How-to: HPA in scaling policies
Scaling policies are the recommended way to manage horizontal autoscaling across your workloads. By configuring HPA at the policy level, you apply consistent settings to all workloads assigned to the policy, reducing per-workload configuration overhead and ensuring uniform scaling behavior.
This guide covers how to add horizontal autoscaling to a scaling policy, how taking ownership of existing HPAs works at the policy level, and how workload-level overrides interact with policy-inherited settings.
For configuring horizontal autoscaling on individual workloads outside of a policy, see Configure HPA on a workload.
Before you begin
Ensure the following prerequisites are met:
- The following minimum component versions are installed in your cluster:
| Component | Version |
|---|---|
| castai-workload-autoscaler | v0.44.0 or later |
| castai-agent | v0.60.0 or later |
- You have an existing scaling policy, or the ability to create one (see Create a scaling policy)
- If workloads assigned to the policy have existing native HPAs that you want Cast AI to manage, they must use only basic resource targets (CPU or memory utilization) and not be owned by a third-party controller. See Eligibility for take ownership for full requirements.
Add HPA to a scaling policy
-
Navigate to Workload Autoscaler > Scaling policies
-
Click on the policy you want to configure, or create a new policy
-
Open the Horizontal Rightsizing tab
-
Click Create HPA object

-
Configure the HPA settings:
- HPA ownership — Control whether this policy takes over native HPAs of workloads that already have them configured
- Basic behavior — Set the minimum and maximum number of replicas
- Triggers — Add CPU utilization, memory utilization, or both, with target percentages
- Autoscaling behavior (optional) — Configure stabilization windows and scaling policies for scale-up and scale-down directions. See the Configure horizontal autoscaling guide for a detailed breakdown of each field. Additional options like
selectPolicyare available via annotations.

-
Save the policy
Once saved, all workloads assigned to this policy that are eligible for horizontal autoscaling will inherit these settings. Cast AI creates a native HorizontalPodAutoscaler resource for each eligible workload.
NoteHorizontal autoscaling is optional in a policy. Not all policies need to have HPA configured. Workloads assigned to policies without HPA configuration will not have horizontal autoscaling unless configured at the workload level.
Verify policy-level HPAs were created
After saving the policy, confirm that native HPA resources were created for workloads assigned to this policy:
# List HPAs across all namespaces to find policy-managed ones
kubectl get hpa --all-namespaces
# Check a specific workload's HPA
kubectl describe hpa <workload-name> -n <namespace>The HPA targets should match the values you configured in the policy (pod count range, trigger percentages).

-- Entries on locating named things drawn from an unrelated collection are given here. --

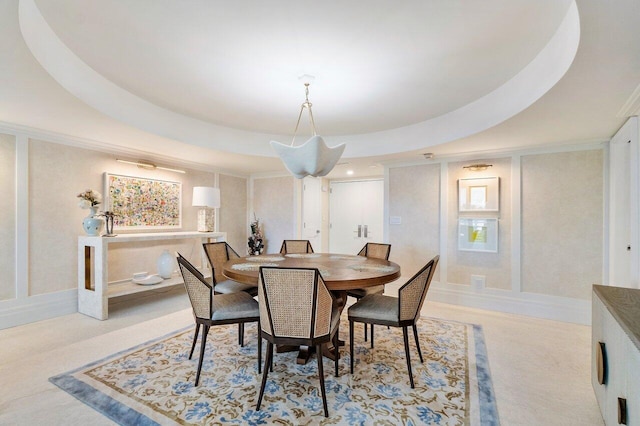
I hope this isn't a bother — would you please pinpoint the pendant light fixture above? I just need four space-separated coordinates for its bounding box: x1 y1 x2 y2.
271 75 345 179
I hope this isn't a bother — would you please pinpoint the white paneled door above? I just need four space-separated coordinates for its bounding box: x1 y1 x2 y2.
329 180 384 254
302 176 324 252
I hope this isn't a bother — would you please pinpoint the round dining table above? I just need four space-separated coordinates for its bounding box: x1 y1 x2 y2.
222 253 400 364
222 253 400 294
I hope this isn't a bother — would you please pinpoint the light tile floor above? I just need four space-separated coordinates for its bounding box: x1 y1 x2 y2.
0 289 603 426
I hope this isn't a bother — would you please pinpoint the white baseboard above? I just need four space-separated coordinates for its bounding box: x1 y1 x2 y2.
0 289 78 330
427 282 591 325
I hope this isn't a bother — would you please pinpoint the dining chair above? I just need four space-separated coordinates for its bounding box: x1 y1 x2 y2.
280 240 313 254
347 243 391 342
177 253 262 386
202 241 258 352
256 266 340 417
202 241 258 296
347 256 440 388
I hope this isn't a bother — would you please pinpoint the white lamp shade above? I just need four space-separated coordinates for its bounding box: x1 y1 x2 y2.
191 186 220 208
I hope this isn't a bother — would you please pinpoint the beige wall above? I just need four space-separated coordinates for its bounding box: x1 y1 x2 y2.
388 149 604 299
253 176 296 253
20 140 247 295
522 150 603 300
0 134 16 300
447 158 511 290
389 164 440 280
218 174 249 256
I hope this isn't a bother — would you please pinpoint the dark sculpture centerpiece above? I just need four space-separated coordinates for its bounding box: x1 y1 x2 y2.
247 213 264 256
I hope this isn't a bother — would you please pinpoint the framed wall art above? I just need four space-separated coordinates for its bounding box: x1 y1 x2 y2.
458 218 498 253
104 173 182 230
458 177 500 212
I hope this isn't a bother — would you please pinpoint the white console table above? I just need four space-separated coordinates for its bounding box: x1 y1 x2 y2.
78 231 227 320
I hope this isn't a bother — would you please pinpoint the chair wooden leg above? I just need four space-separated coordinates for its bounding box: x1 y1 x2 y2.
413 324 424 364
349 321 353 374
256 342 273 411
402 327 415 389
196 325 209 386
333 328 340 377
316 345 329 417
258 320 262 374
371 324 373 349
189 324 200 359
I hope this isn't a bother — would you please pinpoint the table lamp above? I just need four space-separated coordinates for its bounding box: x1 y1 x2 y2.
191 186 220 232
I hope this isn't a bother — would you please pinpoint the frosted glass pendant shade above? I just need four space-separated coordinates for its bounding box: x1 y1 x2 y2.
271 136 346 179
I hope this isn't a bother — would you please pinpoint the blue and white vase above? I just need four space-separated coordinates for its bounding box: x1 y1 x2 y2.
82 207 104 237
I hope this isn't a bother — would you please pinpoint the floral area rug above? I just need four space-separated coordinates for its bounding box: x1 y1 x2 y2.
50 315 499 425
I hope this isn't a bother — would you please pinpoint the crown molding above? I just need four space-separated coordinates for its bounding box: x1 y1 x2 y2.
618 84 640 117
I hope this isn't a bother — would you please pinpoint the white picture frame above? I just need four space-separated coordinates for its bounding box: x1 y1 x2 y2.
458 177 500 212
458 217 498 253
104 173 182 230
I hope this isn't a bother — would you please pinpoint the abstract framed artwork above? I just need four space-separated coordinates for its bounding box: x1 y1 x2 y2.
458 217 498 253
458 177 500 212
104 173 182 230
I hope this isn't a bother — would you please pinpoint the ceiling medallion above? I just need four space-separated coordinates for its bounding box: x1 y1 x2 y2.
271 76 345 179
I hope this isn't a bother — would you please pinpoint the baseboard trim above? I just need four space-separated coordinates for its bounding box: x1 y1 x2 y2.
427 282 591 325
0 289 78 330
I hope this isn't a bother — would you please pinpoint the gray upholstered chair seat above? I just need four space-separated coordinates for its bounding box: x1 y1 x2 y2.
348 294 399 323
211 292 260 321
348 285 384 299
213 280 258 296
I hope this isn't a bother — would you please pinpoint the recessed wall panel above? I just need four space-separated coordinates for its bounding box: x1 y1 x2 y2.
522 150 603 300
0 134 16 300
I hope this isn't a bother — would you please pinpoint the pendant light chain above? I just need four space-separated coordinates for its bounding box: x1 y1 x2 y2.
291 83 317 146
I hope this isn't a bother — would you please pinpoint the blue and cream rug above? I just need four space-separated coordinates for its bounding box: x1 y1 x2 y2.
50 318 499 425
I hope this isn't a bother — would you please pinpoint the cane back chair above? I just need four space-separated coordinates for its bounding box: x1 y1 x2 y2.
347 243 391 342
348 256 440 388
280 240 313 254
256 266 340 417
177 253 262 386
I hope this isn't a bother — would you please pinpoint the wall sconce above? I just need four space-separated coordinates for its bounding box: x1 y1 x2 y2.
462 163 493 172
191 186 220 232
116 158 186 173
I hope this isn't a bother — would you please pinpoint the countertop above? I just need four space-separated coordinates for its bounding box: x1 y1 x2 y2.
593 285 640 351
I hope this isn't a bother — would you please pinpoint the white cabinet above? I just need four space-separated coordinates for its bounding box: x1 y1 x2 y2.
78 232 227 320
608 117 640 288
591 286 640 426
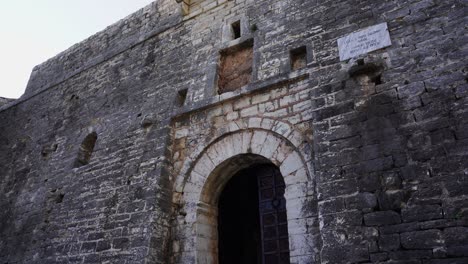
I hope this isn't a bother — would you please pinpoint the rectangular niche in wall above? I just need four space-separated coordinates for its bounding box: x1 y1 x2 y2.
290 46 307 71
218 40 253 94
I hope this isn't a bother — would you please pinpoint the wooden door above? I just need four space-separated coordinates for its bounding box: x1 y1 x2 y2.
257 165 290 264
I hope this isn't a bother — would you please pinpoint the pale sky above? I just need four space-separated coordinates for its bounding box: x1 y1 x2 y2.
0 0 154 98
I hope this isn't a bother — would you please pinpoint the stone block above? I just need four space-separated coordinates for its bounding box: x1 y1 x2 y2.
400 229 444 249
364 211 401 226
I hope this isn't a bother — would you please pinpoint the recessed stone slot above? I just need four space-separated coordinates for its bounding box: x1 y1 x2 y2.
231 20 241 39
55 193 65 203
218 40 253 94
177 89 188 107
290 46 307 71
75 132 97 168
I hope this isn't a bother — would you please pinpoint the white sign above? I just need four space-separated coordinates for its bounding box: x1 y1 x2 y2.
338 23 392 61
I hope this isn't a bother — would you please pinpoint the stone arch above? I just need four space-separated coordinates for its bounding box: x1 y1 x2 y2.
170 124 315 263
175 117 313 193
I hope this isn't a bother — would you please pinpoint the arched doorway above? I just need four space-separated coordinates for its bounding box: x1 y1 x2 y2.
172 127 318 264
218 164 289 264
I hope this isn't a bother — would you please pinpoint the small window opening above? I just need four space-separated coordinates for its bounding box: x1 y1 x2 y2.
231 20 241 39
75 132 97 168
290 46 307 71
371 74 383 85
218 41 253 94
177 89 188 107
55 193 65 203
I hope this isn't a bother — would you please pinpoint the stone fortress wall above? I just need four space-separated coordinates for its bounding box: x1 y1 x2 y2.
0 0 468 264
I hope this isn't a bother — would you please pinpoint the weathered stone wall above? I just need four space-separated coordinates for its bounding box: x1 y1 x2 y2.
0 0 468 264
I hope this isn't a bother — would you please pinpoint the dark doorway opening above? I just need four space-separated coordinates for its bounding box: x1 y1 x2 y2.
218 164 289 264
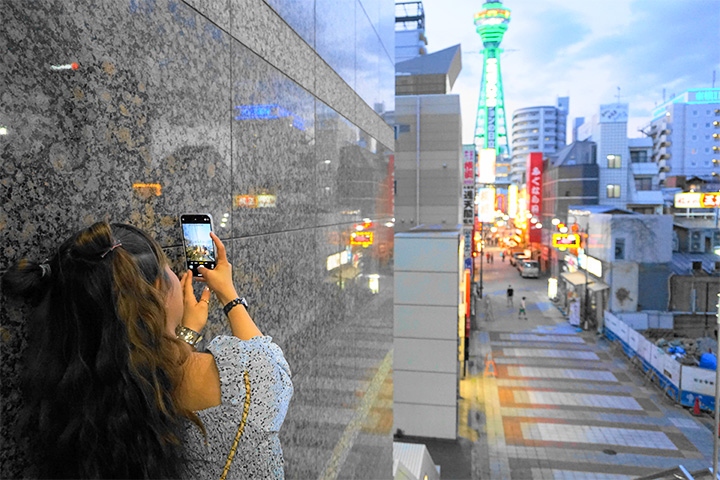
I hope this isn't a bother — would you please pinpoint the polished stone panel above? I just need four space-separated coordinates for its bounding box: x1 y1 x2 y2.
265 0 317 46
0 2 230 269
0 0 394 479
315 0 362 88
376 2 395 62
230 0 316 96
231 40 317 237
355 7 382 113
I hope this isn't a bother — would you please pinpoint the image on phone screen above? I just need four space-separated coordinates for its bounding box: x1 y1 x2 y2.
182 223 215 272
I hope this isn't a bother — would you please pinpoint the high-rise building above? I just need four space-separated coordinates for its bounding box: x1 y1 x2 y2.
395 1 427 63
474 0 510 186
647 88 720 184
510 97 570 186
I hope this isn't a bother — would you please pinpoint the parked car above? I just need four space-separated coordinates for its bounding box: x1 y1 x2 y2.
520 259 540 278
510 252 525 267
515 254 532 272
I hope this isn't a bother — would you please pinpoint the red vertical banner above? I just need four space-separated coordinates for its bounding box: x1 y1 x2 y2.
527 152 542 243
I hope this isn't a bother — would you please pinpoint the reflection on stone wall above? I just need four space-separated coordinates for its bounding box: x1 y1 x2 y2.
0 0 393 479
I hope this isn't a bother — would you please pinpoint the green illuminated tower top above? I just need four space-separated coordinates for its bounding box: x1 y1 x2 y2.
475 0 510 184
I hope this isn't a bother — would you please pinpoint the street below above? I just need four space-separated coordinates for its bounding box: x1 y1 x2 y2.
458 247 713 480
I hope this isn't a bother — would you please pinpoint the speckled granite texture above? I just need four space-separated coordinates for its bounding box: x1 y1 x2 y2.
0 0 394 479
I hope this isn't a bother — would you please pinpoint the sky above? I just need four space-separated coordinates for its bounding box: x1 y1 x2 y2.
416 0 720 143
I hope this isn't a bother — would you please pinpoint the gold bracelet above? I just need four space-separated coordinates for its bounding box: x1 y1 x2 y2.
175 325 202 347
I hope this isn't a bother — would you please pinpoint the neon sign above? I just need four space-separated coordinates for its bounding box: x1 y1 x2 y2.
133 183 162 197
553 233 580 248
350 232 373 247
235 194 277 208
675 192 720 208
235 105 305 132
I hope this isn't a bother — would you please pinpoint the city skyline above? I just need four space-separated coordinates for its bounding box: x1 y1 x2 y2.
423 0 720 144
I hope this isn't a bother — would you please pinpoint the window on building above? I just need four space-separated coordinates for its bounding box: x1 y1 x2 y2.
607 185 620 198
615 238 625 260
607 155 622 168
635 177 652 191
630 150 652 163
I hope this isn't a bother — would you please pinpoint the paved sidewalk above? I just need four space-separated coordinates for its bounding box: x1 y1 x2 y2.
460 248 713 480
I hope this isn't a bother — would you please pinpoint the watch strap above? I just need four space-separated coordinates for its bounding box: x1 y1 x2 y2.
175 325 203 347
223 297 248 315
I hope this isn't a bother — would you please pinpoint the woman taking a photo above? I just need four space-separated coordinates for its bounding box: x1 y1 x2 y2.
3 222 293 480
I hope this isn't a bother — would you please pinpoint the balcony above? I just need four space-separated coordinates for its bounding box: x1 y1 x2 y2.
628 190 663 205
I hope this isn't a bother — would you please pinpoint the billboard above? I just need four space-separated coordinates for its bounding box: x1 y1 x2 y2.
478 187 495 223
526 152 542 243
463 185 475 226
478 148 495 183
675 192 720 208
463 145 476 185
553 233 580 248
600 103 628 123
508 185 517 218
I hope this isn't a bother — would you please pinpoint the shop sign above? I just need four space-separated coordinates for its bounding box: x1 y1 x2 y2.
463 145 475 185
553 233 580 248
565 254 578 273
675 192 720 208
675 192 703 208
526 152 542 243
578 252 602 278
463 185 475 226
350 232 373 247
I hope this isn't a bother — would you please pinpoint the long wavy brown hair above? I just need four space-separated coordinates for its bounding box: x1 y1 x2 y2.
3 222 204 478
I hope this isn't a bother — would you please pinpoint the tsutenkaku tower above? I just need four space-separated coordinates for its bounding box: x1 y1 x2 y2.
474 0 510 183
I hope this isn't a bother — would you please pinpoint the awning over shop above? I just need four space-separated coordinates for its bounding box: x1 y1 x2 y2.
588 282 610 293
560 272 585 286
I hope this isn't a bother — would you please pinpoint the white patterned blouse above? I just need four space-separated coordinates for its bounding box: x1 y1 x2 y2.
185 336 293 480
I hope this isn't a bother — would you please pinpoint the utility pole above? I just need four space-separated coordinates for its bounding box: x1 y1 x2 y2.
713 293 720 478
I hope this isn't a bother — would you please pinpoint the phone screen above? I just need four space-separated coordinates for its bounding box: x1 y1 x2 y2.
180 214 216 277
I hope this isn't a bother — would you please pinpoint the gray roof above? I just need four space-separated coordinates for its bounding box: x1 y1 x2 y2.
547 140 595 167
395 44 462 88
568 205 639 215
670 252 720 275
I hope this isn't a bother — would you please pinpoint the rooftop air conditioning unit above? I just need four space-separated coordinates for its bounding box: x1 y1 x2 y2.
688 230 705 253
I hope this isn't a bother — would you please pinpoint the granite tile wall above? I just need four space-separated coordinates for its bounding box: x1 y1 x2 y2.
0 0 394 479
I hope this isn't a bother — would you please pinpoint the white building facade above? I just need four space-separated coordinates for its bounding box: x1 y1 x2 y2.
649 88 720 183
578 103 663 214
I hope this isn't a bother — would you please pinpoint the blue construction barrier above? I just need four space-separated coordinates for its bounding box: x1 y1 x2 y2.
603 312 715 412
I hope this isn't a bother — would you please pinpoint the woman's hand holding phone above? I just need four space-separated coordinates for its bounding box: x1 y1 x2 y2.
198 232 238 305
180 270 210 332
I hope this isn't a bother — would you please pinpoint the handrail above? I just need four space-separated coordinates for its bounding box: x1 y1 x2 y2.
635 465 720 480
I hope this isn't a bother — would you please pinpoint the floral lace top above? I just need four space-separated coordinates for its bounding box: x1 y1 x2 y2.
185 336 293 480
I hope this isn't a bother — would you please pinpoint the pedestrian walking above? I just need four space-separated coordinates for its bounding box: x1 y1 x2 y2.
2 222 293 480
518 297 527 320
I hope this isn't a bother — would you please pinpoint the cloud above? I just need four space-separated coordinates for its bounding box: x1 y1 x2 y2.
423 0 720 142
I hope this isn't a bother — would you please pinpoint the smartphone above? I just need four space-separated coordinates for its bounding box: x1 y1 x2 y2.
180 213 217 277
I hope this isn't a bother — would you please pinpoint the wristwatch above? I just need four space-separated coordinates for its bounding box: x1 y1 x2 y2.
175 325 202 347
223 297 248 315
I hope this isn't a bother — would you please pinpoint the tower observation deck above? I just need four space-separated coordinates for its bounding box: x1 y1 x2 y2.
474 0 510 186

Enable take ownership at the policy level
Take ownership allows Cast AI to assume management of existing native HPAs on workloads assigned to the policy. When enabled, Cast AI replaces the existing HPA configuration on eligible workloads with the settings defined in the policy.
- In the policy's Horizontal Rightsizing tab, locate the HPA ownership section
- Toggle HPA ownership to on
- Configure your desired HPA settings (pod count, triggers, behavior)
- Save the policy
When the policy is saved, Cast AI evaluates all workloads assigned to the policy that have existing native HPAs. For eligible workloads, Cast AI takes over the HPA and applies the policy's settings. The policy becomes the source of truth for those workloads' horizontal autoscaling configuration. This applies to both current and future workloads assigned to the policy.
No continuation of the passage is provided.